Influence of cutting tool design on ultrasonic-assisted drilling of fiber metal laminates

Abstract

Ultrasonic-assisted drilling (UAD) is a machining process that is known to improve the hole quality and reduce cutting forces. Previous studies focused on optimizing cutting parameters to improve the hole quality in conventional drilling (CD) and UAD, as well as to finding the optimum vibration parameters (frequency and amplitude) that will increase the effectiveness of the UAD process. However, the influence of cutting tool type during UAD has been largely overlooked. This research aims to address this gap by analyzing the effect of cutting tool type during UAD on the cutting forces and hole quality in GLARE (Glass Laminate Aluminum-Reinforced Epoxy) laminates.
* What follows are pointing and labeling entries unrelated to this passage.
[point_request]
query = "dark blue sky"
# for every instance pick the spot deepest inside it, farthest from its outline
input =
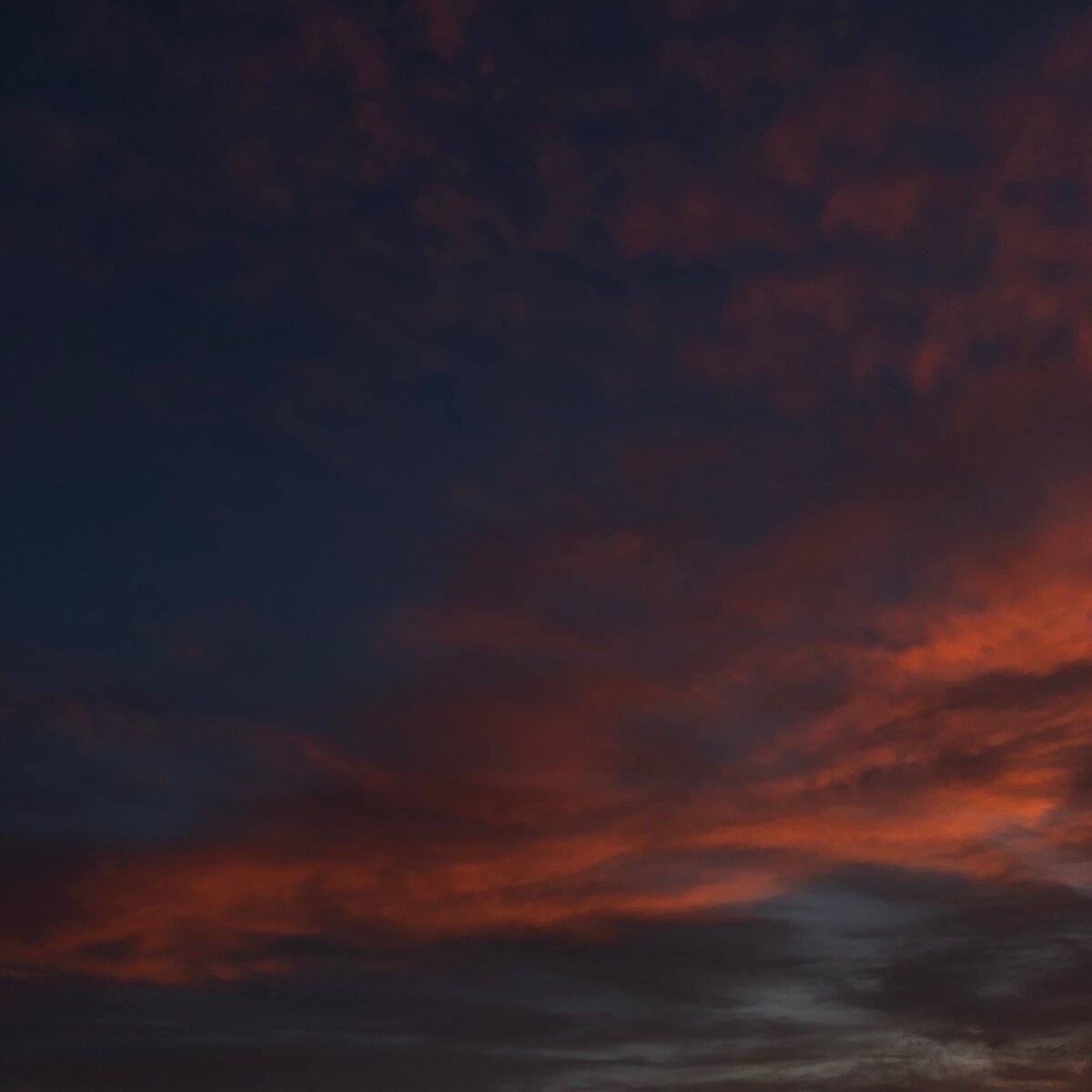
(545, 546)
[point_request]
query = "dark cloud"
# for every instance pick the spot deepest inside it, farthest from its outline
(547, 547)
Four types of drills, namely, twist drill (TD), double cone drill (DCD), a step drill type 1 (SD1), and step drill type 2 (SD2) with different step length, were selected for this study. The lowest thrust force (47.04 N) and torque (0.079 Nm) were achieved using twist drill, while DCD, SD1, and SD2 exhibited higher thrust forces (12.81%, 20.69%, 41.3%) and torques (94%, 92%, 91%), respectively. In addition, TD produced high-quality holes with lowest surface roughness (Ra 1.66 μm, Rz 10.58 μm) and minimal burr formation (entry burr height 152.3 μm, exit burr height 69.22 μm). Conversely, DCD, SD1, and SD2 showed higher surface roughness Ra (23%, 16%, 24%) and Rz (16%, 37%, 29%), respectively, compared to the TD. Holes drilled using SD1 and SD2 generally had smaller burr height. Overall, UAD system effectively reduced cutting forces at low spindle speed and feed rate. To achieve higher drilling quality, specifically to reduce the surface roughness and exit burr height, a medium spindle speed of 3000 rpm, a feed rate of 225 mm/min is recommended. Drilling at higher cutting parameters using UAD resulted in a decline in hole quality, except for entry burr height.